茄子 スーツケースの渡り鳥(高坂希太郎、2007)

ロードレース「ジャパンカップ」が舞台のアニメ。
黒田硫黄の原作は、トレードチームのアシストレーサーの生活を描いた短編。映画はこの原作に、ある伝説のレーサーの死と日本人のボランティアとの交流をエピソードとして付け加えている。
伝説のレーサー、モデルはマルコ・パンターニなんだろうけど、キャラ的には別の人物だろう。作品中のこのレーサーは登場人物の一人に目を掛け一緒に練習する面倒見のよい先輩。パンターニには他人を寄せ付けない孤高の人のイメージがある。会ったことはないので本当はどうだか知らないけど。山岳ステージでの圧倒的な強さ。88年のダブルツール。ドーピング疑惑。コカイン常用による死。メディアで紹介されているパンターニの生き様は、自転車レーサーとしては悲惨かつ壮絶だった。

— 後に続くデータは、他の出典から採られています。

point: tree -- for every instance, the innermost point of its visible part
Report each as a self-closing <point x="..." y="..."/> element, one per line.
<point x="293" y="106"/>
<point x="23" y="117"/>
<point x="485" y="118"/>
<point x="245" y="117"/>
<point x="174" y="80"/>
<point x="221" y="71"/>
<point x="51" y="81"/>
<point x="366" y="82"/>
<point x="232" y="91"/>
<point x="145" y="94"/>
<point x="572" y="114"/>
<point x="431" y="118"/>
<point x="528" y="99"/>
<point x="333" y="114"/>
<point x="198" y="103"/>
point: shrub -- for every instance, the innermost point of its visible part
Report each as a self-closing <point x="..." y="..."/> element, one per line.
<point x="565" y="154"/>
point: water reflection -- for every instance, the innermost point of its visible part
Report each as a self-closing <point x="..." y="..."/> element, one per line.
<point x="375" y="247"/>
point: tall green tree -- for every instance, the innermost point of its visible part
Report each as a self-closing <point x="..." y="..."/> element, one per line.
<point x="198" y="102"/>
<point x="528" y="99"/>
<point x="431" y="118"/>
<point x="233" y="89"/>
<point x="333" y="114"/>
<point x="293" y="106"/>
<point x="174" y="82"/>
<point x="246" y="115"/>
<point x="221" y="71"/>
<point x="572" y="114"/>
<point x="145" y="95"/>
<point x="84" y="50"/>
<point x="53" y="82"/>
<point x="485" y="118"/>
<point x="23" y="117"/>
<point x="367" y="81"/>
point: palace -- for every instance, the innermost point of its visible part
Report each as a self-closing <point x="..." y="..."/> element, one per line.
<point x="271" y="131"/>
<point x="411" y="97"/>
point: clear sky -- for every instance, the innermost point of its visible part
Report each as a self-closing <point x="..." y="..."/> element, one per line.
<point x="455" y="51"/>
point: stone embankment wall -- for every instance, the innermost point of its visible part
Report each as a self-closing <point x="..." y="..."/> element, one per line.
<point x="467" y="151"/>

監督の高坂さん自身が自転車乗りのためか、描写はリアル。アタックを掛ける時のオンボードカメラ風シーンや変速してチェーンがスプロケの上を滑っていくシーンなど、過剰なまでに作り込まれてる印象。今時のアニメらしくCGも結構使ってる。
高坂さんとは一度走ったことがある。いや、一度じゃなく一瞬。奥多摩周回道路を登ってるとき、抜かれました。T-Mobileカラーのピナレロ?に乗ってた…と思う。なんせ一瞬にして抜かれ、付くこともできなかったので実はよく覚えていないのでした。